Students from the Hillel club wanted to use the Sukkah building, among other Hillel events, to help bring them closer to their faith and heritage.
Caleb Ulrich, president of Hillel, said he is still searching for his spiritual identity.
“I’m trying to figure out if I want to live this way,” Ulrich said. “This impacts how I view others and myself. I’m figuring out if Judaism is for me.”
Carissa Miranda, public relations major and philanthropy chairwoman for Hillel, said she wants to use the Sukkah to connect to her Jewish side.
She has already embraced her Hispanic heritage but is ready to learn more and find her identity as a young Jewish woman as well.
Alon Dina, social chairman of Hillel, said that Judaism runs through his blood and that he understood the difficulty of discovering oneself.
“Everybody’s going towards the same spiritual truth,” Dina said. “We’re all just trying to find ourselves.
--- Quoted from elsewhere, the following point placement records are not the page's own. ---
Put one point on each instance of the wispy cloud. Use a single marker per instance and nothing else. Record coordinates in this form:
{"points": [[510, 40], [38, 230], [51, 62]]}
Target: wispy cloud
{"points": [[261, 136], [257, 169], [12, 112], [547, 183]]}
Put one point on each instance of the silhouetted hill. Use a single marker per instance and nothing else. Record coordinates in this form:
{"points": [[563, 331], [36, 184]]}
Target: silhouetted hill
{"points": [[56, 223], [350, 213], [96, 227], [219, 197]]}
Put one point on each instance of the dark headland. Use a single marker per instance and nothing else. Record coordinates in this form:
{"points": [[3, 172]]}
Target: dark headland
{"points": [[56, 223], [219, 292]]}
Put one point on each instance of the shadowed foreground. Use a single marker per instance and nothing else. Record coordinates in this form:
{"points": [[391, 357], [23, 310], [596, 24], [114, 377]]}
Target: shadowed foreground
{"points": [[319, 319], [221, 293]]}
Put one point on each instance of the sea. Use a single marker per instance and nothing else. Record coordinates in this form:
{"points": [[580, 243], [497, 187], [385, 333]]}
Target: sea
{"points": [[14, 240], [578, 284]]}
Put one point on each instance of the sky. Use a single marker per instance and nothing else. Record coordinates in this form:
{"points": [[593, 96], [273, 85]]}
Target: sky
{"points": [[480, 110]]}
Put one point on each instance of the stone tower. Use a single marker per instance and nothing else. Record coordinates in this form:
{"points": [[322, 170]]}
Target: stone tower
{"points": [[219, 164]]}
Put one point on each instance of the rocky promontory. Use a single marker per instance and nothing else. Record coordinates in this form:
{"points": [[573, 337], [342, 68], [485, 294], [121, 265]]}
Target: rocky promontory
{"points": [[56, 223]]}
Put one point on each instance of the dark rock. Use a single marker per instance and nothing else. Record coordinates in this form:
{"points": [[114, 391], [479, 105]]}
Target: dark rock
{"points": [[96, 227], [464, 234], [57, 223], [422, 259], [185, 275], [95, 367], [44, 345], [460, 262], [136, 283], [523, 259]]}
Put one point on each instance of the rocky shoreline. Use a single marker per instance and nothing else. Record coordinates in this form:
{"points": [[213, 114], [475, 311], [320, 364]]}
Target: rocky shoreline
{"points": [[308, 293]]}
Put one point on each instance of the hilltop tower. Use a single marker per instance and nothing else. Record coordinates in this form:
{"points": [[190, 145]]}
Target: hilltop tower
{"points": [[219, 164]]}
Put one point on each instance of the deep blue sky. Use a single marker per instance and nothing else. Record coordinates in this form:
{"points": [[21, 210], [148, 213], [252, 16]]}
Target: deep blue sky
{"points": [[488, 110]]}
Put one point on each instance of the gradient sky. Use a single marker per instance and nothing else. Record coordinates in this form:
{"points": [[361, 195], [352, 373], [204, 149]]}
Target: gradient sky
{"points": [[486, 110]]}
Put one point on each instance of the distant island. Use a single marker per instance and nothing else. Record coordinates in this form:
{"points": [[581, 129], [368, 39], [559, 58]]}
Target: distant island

But you’ll never find yourself truly until you die.”
Whether students or faculty are religious or not, all are encouraged to try to seek some truth, or at least education and communion in the Sukkah.
To further celebrate Sukkot, guests speakers, including Dean of the College of Arts and Sciences Jonathan Reed, Rabbi Sholom Harlig and David Sacks, producer and writer of “The Simpsons,” gathered to speak on the event on Oct. 3.
The overall theme of the holiday revolved around the idea that God is always present and that anyone can find him, especially if they come to the Sukkah.
“It’s an affirmation of faith that God would provide for the world,” Wagoner said. “There may not be perfect circumstances, but your needs will always be provided for.”